Tuesday, June 7, 2011

Apostle to the Unfashionable

Every now and then, I will come across somebody in a comment box making offhand reference to the fact that we Christian woman need to be dressed up (wear makeup, be fashionable, etc) in order to evangelize the world.

I don't like these comments for a lot of reasons (and I'm not meaning to single out any one commenter here; I can't remember any one commenter).

1. The Apostles were hardly the type to make the cover of GQ, and look what they did.

God is God. He can use ugly, stupid people to spread the Gospel in extraordinary ways. He can also use pretty, intelligent people, of course, being omnipotent and all, but he's not limited to them.

2. It's yet another one of those tiny little not-thought-out remarks that gives the impression there is no place for unhappy people in the Church, no place for people who can't be filled with the joy of Jesus and look it every second of their lives. That's just not true. Or if it is true I have to leave the Catholic Church. Which leads me to my third point.

3. Attempting to wear fashionable clothes (assuming I could even figure out how to do so) would be putting on a false front for me. I really DO. NOT. CARE. For somebody like Hallie Lord, wearing 50s dresses and pearls and heels apparently makes her happy. I'm happy she's happy; it's nice to have something like that making you happy. That particular hobby just doesn't do it for me.

Also, eventually you're going to have to, you know, talk to me, and then you're going to get disillusioned real quick as far as my put-togetherness.

[end of Point 3]

Speaking of Hallie Lord, I actually brought her up to say something nice about her, which is that I think she gets it right in this post. Catholic women who are "into" fashion can have a powerful evangelization effect on those in the secular world who are likewise into fashion.

Is everybody in the secular world into fashion, though? Is that the only possible common ground we could have with somebody who doesn't believe what we believe?

Maybe somewhere out there is a non-Catholic girl who is just as intimidated as I am by all these ladies who somehow instinctively know what's fashionable and what isn't. Maybe someday this person will see me (or more likely read my blog; I don't leave the house that often) and think, "Hey, there's a place in the Church for chronically depressed recovering cynics whose idea of dressing up is putting on faux-leather flats instead of ratty sandals." Maybe.

Or maybe I'm just too cheap to buy makeup. You decide.


Melanie B said...

Thank you. This articulates something I've felt but haven't quite been able to think through. (Maybe it's the 4 little people screaming in my ears?)

I love Hallie, she's a dear friend, almost a sister; and I so very admire her fashion sense. And I'm so grateful she seems to like me just as well despite my lack of being put together.

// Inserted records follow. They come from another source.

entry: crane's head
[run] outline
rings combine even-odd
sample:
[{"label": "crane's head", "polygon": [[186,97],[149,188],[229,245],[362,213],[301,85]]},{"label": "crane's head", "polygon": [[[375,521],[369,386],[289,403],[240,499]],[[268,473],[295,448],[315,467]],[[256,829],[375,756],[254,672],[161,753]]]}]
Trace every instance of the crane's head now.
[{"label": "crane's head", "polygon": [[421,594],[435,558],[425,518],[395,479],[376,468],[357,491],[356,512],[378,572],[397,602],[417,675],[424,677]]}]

I'm much closer to you than her on the spectrum of being fashionable and put together. I definitely think there is a place in the church for people who don't care about clothes as much as there is for those who love to look put-together. Like so many things in this big beautiful Church of ours, it's not an either/or but a both/and sort of thing. God is so good he can use Hallie's fashion sense to draw people to him just as much as he can use your lack of it. Praise and bless His holy name!

zenith15 said...


I enjoyed your post. Though I think Hallie is a dear sweet lady with beautiful fashion sense and modesty, being a plus-size (gosh I hate those words) lady myself, I often feel 100% left out of the whole shopping for cute, young, fun clothes thing. I have to buy what fits and most of the time that does not involve the delectable fashions in the FRONT part of the dept. store. ANd sometimes blogs, articles, etc give the general impression that if one is not thin, there's not a lot of point in trying to be well groomed anyhow--everything else must rest on a presumption of being a "normal" size, lest size alone cause one to appear slovenly and turn your hubby's affections away.

Not everyone is thin, and many Catholic ladies with large families cannot bounce back that rapidly between kiddos--but hey, we still want to look nice too. I wish we would be more included.

The Sojourner said...

Thank you both for your kind comments.

Zenith--I'm not exactly thin myself and it is hard to try to buy pretty things when they often end up not fitting me a few months later due to my weight bobbing up again.

I might have to write another post on the "Turning your husband away" concept; it's another that nags at me when people push it too far.